AMD: RDNA 3 Speculation, Rumours and Discussion

Status
Not open for further replies.
I'd like to add a third: TRANS ALU seems to be very high in its throughput, seemingly 3 cycles, which implies it's 32 lanes I reckon. Add a fourth cycle and it can become the second VALU.


:)
It could very well stick to quarter rate execution, while the issuing logic auto applies the 4x multipler in hardware to TRANS delay.

Still don't understand how e.g. 1/16 FP64 (if it remains so) will work though. Eh, perhaps the hardware isn't completely hands-off, and s_delay_alu will peek issuing history (which probably has to be maintained until the result is written to destination cache anyway) to check instruction types and amplify the delay accordingly? This might explain why delay can be counted per instruction type.
 
Last edited:
It could very well stick to quarter rate execution, while the issuing logic auto applies the 4x multipler in hardware to TRANS delay.

Still don't understand how e.g. 1/16 FP64 (if it remains so) will work though. Eh, perhaps the hardware isn't completely hands-off, and s_delay_alu will peek issuing history (which probably has to be maintained until the result is written to destination cache anyway) to check instruction types and amplify the delay accordingly? This might explain why delay can be counted per instruction type.
Or, maybe the hardware tracks "completion of issue", such that long-latency instructions (let's say TRANS is very slow, and FP64 varies between 1/32 and 1/2 throughput depending upon chip, for the sake of argument) are tracked from the point at which the final work item is issued to the pipeline.

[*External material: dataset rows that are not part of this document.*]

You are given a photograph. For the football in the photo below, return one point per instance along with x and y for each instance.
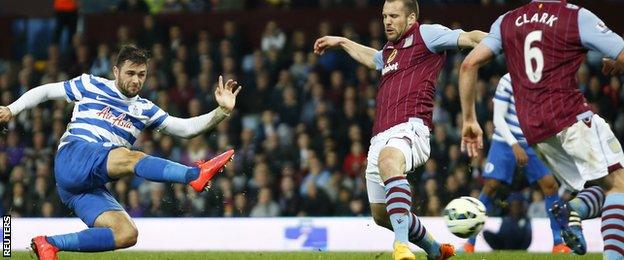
(465, 216)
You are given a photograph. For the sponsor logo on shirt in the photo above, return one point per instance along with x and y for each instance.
(601, 27)
(120, 120)
(392, 56)
(389, 68)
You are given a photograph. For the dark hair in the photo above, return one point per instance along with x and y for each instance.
(410, 5)
(133, 54)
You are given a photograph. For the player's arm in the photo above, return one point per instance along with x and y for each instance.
(439, 38)
(191, 127)
(595, 35)
(362, 54)
(502, 99)
(501, 105)
(33, 98)
(470, 39)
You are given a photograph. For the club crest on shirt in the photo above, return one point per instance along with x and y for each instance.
(119, 120)
(601, 27)
(135, 110)
(392, 56)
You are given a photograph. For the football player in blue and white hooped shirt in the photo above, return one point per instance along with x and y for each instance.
(107, 119)
(509, 149)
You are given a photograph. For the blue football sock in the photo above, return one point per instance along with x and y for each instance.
(161, 170)
(588, 203)
(89, 240)
(420, 237)
(554, 226)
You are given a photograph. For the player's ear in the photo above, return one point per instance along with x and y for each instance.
(411, 18)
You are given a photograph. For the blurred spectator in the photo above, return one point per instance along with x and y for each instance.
(132, 6)
(537, 208)
(273, 37)
(101, 64)
(265, 207)
(66, 18)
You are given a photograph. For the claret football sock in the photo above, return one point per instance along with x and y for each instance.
(398, 204)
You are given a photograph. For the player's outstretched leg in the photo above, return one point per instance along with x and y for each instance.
(586, 205)
(111, 230)
(419, 236)
(549, 188)
(613, 216)
(162, 170)
(398, 204)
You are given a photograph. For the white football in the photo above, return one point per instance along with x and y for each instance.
(465, 216)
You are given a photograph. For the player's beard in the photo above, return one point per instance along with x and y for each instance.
(126, 89)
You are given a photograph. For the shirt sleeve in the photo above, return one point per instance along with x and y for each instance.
(37, 95)
(502, 98)
(595, 35)
(378, 60)
(493, 39)
(156, 117)
(190, 127)
(439, 38)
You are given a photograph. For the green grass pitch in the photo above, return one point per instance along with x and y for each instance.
(520, 255)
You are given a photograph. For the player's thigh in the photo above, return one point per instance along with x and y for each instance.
(560, 163)
(89, 205)
(118, 220)
(121, 162)
(501, 163)
(535, 169)
(372, 161)
(412, 140)
(81, 166)
(593, 146)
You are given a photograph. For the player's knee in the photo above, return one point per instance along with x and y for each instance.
(548, 185)
(390, 164)
(130, 159)
(490, 187)
(126, 236)
(381, 220)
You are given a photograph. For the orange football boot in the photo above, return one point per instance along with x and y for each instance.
(208, 169)
(43, 249)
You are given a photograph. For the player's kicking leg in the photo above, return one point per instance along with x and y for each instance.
(500, 167)
(395, 213)
(487, 195)
(549, 188)
(82, 169)
(597, 155)
(586, 205)
(123, 162)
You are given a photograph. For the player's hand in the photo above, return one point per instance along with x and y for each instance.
(520, 154)
(5, 114)
(325, 42)
(226, 95)
(612, 67)
(472, 138)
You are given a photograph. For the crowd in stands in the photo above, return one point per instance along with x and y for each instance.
(301, 128)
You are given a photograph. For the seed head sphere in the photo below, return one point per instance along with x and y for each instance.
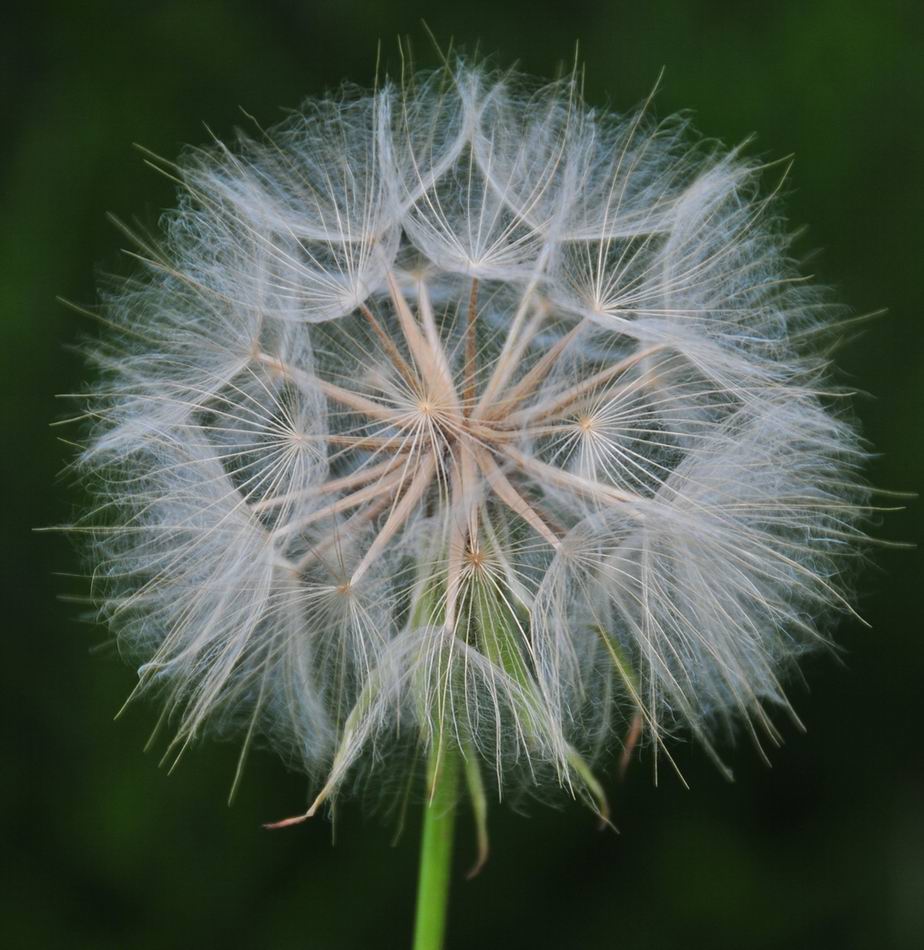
(461, 416)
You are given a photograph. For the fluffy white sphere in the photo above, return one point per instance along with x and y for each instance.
(462, 416)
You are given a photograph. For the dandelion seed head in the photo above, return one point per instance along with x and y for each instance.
(461, 414)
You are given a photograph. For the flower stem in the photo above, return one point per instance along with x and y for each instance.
(436, 850)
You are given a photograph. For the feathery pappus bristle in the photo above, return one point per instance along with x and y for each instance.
(463, 416)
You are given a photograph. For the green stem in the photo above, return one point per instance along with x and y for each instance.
(436, 851)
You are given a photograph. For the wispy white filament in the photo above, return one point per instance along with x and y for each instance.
(460, 414)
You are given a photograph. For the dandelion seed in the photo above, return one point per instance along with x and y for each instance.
(462, 413)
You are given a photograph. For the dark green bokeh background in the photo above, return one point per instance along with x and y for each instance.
(103, 850)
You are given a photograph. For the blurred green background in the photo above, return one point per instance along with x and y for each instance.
(103, 850)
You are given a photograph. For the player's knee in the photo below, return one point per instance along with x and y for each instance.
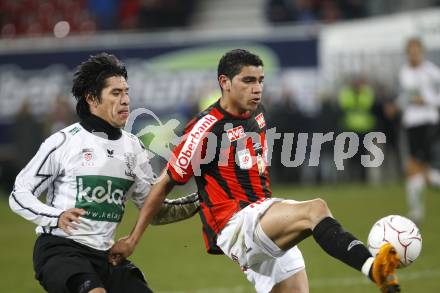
(318, 210)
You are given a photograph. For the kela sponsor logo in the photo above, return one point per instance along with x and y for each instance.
(236, 133)
(193, 140)
(103, 197)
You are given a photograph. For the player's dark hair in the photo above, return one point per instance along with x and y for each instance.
(90, 78)
(233, 61)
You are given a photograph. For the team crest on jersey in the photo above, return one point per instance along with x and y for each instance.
(130, 163)
(244, 159)
(260, 120)
(236, 133)
(88, 156)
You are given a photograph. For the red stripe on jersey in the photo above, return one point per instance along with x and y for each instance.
(254, 175)
(214, 190)
(180, 163)
(231, 179)
(266, 172)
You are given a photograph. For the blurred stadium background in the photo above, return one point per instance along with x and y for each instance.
(312, 49)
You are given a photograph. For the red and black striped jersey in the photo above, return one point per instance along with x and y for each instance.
(227, 155)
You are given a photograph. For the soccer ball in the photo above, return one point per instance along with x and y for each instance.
(401, 233)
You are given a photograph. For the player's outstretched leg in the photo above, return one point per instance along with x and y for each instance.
(288, 222)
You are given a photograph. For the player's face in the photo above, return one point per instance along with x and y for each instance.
(114, 105)
(245, 90)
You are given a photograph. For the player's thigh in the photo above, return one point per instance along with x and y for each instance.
(298, 283)
(126, 277)
(288, 222)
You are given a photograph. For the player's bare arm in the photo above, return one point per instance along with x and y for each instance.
(125, 246)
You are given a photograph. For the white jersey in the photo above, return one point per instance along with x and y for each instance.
(80, 169)
(423, 81)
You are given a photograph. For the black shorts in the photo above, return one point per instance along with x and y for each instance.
(57, 260)
(421, 139)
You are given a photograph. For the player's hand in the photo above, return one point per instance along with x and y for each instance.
(122, 249)
(69, 219)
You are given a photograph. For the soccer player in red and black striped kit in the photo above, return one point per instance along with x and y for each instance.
(225, 148)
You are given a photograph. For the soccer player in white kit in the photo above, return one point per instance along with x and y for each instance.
(419, 103)
(90, 170)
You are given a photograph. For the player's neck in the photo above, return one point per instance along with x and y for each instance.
(94, 123)
(230, 108)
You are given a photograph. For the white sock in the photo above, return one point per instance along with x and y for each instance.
(414, 189)
(434, 177)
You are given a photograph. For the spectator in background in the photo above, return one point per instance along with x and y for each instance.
(419, 101)
(27, 135)
(105, 13)
(357, 103)
(60, 117)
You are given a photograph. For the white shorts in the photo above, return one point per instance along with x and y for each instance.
(263, 262)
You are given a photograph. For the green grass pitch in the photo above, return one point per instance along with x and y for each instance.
(174, 260)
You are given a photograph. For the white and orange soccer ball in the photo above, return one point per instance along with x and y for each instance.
(401, 233)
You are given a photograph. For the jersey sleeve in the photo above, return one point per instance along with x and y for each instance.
(144, 179)
(38, 174)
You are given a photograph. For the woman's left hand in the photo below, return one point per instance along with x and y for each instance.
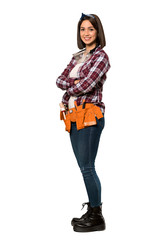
(76, 81)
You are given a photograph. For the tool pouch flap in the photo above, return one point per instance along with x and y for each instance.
(90, 117)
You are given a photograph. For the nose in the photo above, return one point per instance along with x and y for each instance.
(86, 32)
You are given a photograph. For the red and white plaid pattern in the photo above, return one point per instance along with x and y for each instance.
(92, 76)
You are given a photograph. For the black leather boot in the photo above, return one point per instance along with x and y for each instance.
(84, 216)
(93, 222)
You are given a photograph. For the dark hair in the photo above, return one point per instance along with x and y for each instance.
(96, 22)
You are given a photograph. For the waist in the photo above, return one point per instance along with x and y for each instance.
(72, 111)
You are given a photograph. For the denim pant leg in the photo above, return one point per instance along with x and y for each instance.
(85, 144)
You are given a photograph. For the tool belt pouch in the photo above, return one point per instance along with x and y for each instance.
(98, 112)
(90, 118)
(80, 114)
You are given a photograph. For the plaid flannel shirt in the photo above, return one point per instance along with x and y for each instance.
(92, 75)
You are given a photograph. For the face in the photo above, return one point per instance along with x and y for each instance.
(88, 33)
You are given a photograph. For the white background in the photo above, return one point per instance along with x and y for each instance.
(41, 187)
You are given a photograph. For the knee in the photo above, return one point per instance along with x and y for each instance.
(88, 171)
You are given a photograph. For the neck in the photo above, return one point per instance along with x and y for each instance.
(89, 48)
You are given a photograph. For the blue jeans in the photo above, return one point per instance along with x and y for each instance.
(85, 145)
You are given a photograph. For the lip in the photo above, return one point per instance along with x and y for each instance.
(87, 38)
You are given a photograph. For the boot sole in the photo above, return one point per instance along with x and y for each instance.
(89, 229)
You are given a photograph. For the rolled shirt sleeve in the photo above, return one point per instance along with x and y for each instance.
(86, 84)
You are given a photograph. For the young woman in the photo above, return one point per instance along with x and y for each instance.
(83, 113)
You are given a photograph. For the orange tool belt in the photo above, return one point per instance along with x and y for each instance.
(84, 116)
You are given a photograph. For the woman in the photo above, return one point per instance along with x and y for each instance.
(83, 115)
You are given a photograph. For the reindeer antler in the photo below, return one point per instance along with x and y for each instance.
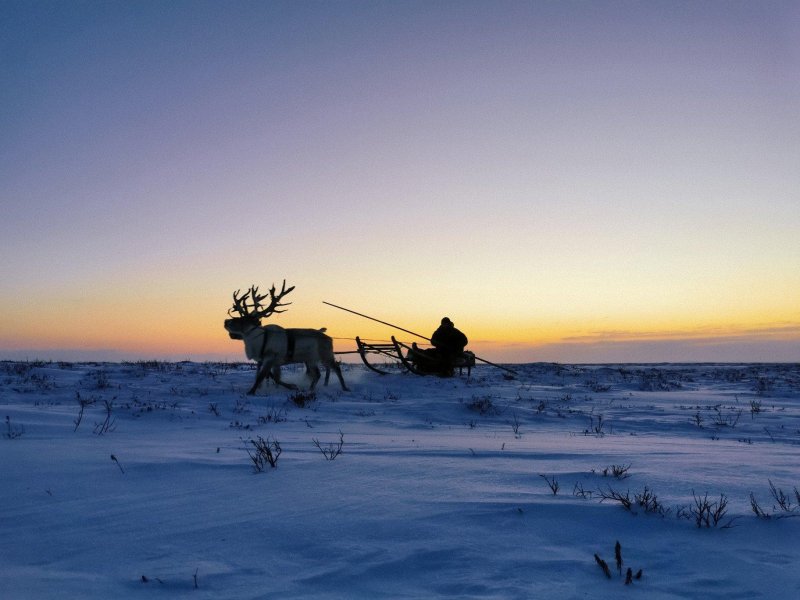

This would presume that no instruction type takes longer than either 3 or 4 cycles to produce a result for at least one work item.

For what it's worth the delay code seems "draft" in its nature, seemingly missing cases (no mention of co-issue/VOPD!), so it looks like a while before it provides us with as many clues as it theoretically could.
 
This VOPD related revision looks juicy:


We form VOPD instructions in the GCNCreateVOPD pass by combining back-to-back component instructions. There are strict register constraints for creating a legal VOPD, namely that the matching operands (e.g. src0x and src0y, src1x and src1y) must be in different register banks. We add a PostRA scheduler mutation to put possible VOPD components back-to-back.

PostRA sounds like code that's specific to handing ray accelerator query results, i.e. hits and misses. I can't actually find any code that's specifically related to that. Work-in-progress code...

I get the sense that this is a well-known technique:

Code:
/// Adapts design from MacroFusion
/// Puts valid candidate instructions back-to-back so they can easily
/// be turned into VOPD instructions
/// Greedily pairs instruction candidates. O(n^2) algorithm.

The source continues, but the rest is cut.